In de programma’s en het overzicht overhead, als onderdeel van de beleidsbegroting, worden de lasten en baten weergeven inclusief de dotaties aan reserves en onttrekkingen aan reserves. In een overzicht binnen de financiële begroting worden per programma en het overzicht overhead de lasten, baten, dotaties en onttrekkingen afzonderlijk gepresenteerd wat de wettelijke grondslag vormt voor de budgetautorisatie door de raad.
Burgemeester en wethouders zijn bevoegd middelen te heralloceren, binnen de door de gemeenteraad gestelde kaders, zolang er op programmaniveau en het overzicht overhead geen sprake is van een vermeerdering of vermindering van de lasten, baten, dotaties of onttrekkingen uit bestemmingsreserves van de begroting.
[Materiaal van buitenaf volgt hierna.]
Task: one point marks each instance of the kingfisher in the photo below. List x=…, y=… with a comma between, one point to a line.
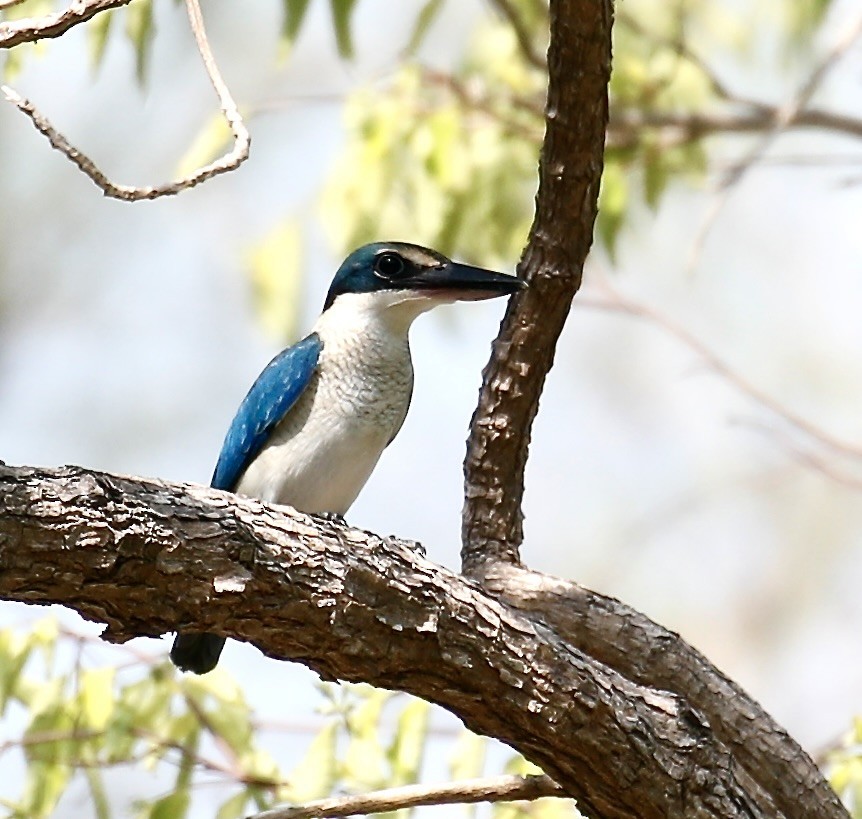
x=317, y=419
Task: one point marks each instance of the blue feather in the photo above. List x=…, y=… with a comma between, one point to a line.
x=270, y=398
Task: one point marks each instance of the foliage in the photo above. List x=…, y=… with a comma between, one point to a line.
x=844, y=768
x=84, y=721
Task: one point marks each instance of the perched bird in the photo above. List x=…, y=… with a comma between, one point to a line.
x=314, y=424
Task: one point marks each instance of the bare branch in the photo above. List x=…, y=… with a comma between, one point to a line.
x=468, y=792
x=31, y=29
x=129, y=193
x=570, y=171
x=147, y=557
x=782, y=119
x=613, y=300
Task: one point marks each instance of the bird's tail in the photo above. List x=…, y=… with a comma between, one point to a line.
x=195, y=651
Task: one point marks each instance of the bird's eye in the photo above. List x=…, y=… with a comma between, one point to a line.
x=389, y=265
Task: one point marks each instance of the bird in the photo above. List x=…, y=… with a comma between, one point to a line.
x=314, y=424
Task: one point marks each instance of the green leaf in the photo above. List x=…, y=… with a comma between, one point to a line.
x=365, y=760
x=173, y=806
x=342, y=11
x=276, y=275
x=613, y=202
x=96, y=697
x=467, y=759
x=14, y=653
x=97, y=37
x=315, y=775
x=140, y=32
x=426, y=17
x=656, y=177
x=44, y=786
x=294, y=16
x=408, y=745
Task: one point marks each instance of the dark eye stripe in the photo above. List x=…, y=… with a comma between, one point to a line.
x=389, y=265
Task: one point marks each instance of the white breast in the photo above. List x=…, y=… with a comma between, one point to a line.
x=322, y=453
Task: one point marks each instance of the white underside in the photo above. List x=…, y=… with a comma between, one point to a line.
x=323, y=452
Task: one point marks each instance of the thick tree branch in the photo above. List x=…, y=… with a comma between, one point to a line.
x=579, y=64
x=31, y=29
x=148, y=557
x=631, y=644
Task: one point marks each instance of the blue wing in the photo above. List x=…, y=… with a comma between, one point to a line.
x=270, y=398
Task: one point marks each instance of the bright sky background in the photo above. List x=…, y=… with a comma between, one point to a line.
x=129, y=337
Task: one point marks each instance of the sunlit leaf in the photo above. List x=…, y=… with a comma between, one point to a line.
x=315, y=775
x=342, y=11
x=294, y=16
x=140, y=32
x=14, y=652
x=408, y=745
x=426, y=17
x=613, y=202
x=467, y=759
x=173, y=806
x=97, y=37
x=96, y=694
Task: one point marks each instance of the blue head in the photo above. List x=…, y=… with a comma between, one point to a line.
x=386, y=267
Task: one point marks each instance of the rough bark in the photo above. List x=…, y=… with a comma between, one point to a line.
x=570, y=169
x=147, y=557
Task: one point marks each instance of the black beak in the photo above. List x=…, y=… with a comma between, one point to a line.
x=462, y=281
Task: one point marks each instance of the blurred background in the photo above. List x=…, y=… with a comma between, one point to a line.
x=698, y=450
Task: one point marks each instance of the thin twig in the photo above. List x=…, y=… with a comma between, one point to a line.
x=128, y=193
x=615, y=301
x=31, y=29
x=493, y=789
x=783, y=117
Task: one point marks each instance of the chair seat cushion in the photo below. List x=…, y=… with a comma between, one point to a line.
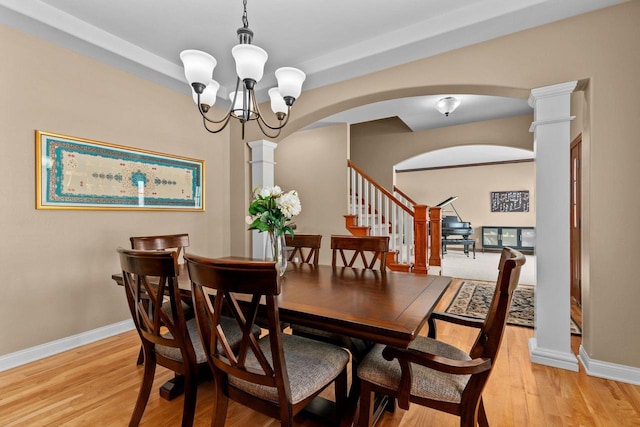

De begroting bevat de in het BBV (artikel 9, lid 2) voorgeschreven paragrafen: Lokale heffingen, Weerstandsvermogen en risicobeheersing, Onderhoud kapitaalgoederen, Financiering, Bedrijfsvoering, Verbonden partijen en Grondbeleid. Naast de verplichte paragrafen kunnen burgemeester en wethouders en de raad voorstellen doen om extra paragrafen op te nemen.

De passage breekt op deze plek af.